L’homme devient ce qu’il regarde. Si les béatitudes sont d’abord le portrait de Jésus, elles sont appelées, parce que nous les aurons contemplées sur son visage, à devenir les traits les plus marquants de notre propre personnalité.
C’est Jésus qui est le pauvre par excellence à qui le Royaume appartient ; c’est Lui le doux, infiniment heureux de nous introduire dans la bonté du Père. C’est Lui qui pleure le poids du péché de ce monde à Gethsémani, c’est Lui qui pleure l’endurcissement du cœur de l’homme. C’est Lui le premier assoiffé et affamé de cette justice qu’il appelle de tous ses vœux en nous invitant à l’incessante conversion. C’est Lui le miséricordieux qui demande du haut de la Croix, le pardon de nos fautes. C’est Lui le cœur pur, qui sonde les reins et les cœurs et qui voit nos vies dans la clarté du dessein divin. C’est Lui l’artisan de paix qui nous redit à chaque eucharistie et dans l’eucharistie : « je vous laisse la paix, je vous donne ma paix ». Toutes les béatitudes dessinent d’abord et avant tout le visage du Christ. Et plus nous les contemplons en Lui et à partir de Lui, plus elles deviennent, par une secrète alchimie de la grâce, le relief de notre propre visage.

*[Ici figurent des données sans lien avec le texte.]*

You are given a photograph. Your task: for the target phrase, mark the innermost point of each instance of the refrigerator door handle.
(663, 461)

D’ici quelques semaines, toute la paroisse va basculer dans cette aventure immense de l’Adoration Eucharistique perpétuelle* ; tous, nous sommes invités, pour devenir de plus en plus le peuple des béatitudes, à entrer dans une relation personnelle de prière et d’adoration plus profonde avec Celui dont elles dessinent la face adorable. Et nous sentons bien que nous avons de plus en plus besoin de passer du temps avec Lui pour que son être, son cœur, sa parole, sa présence, transforme en profondeur notre propre manière d’être et d’agir. Les béatitudes, comme tout le dispositif de la vie chrétienne, se vivent à partir de Celui qui nous les donne ; nous voulons, au cœur de ce quartier, rappeler au monde que la vie chrétienne s’enracine dans une relation cordiale et profonde avec Jésus. Et c’est dans la prière, dans l’adoration du visage du Christ, progressivement ses béatitudes deviendront les nôtres, que peu à peu elles s’imprimeront sur nos visages, en passant du sien au nôtre.
Les Saints ne sont saints que parce qu’ils sont tournés vers le Saint, que parce qu’ils contemplent incessamment sa Face. Nous aussi, avec eux, nous voulons devenir Celui que nous regardons ; et pour cela, nous voulons le fréquenter davantage, le rencontrer, demeurer en son amour : l’ADORER.
Heureux sommes-nous d’être conviés à une telle grâce ; il suffit pour en vivre à plein, d’avoir un cœur de pauvre.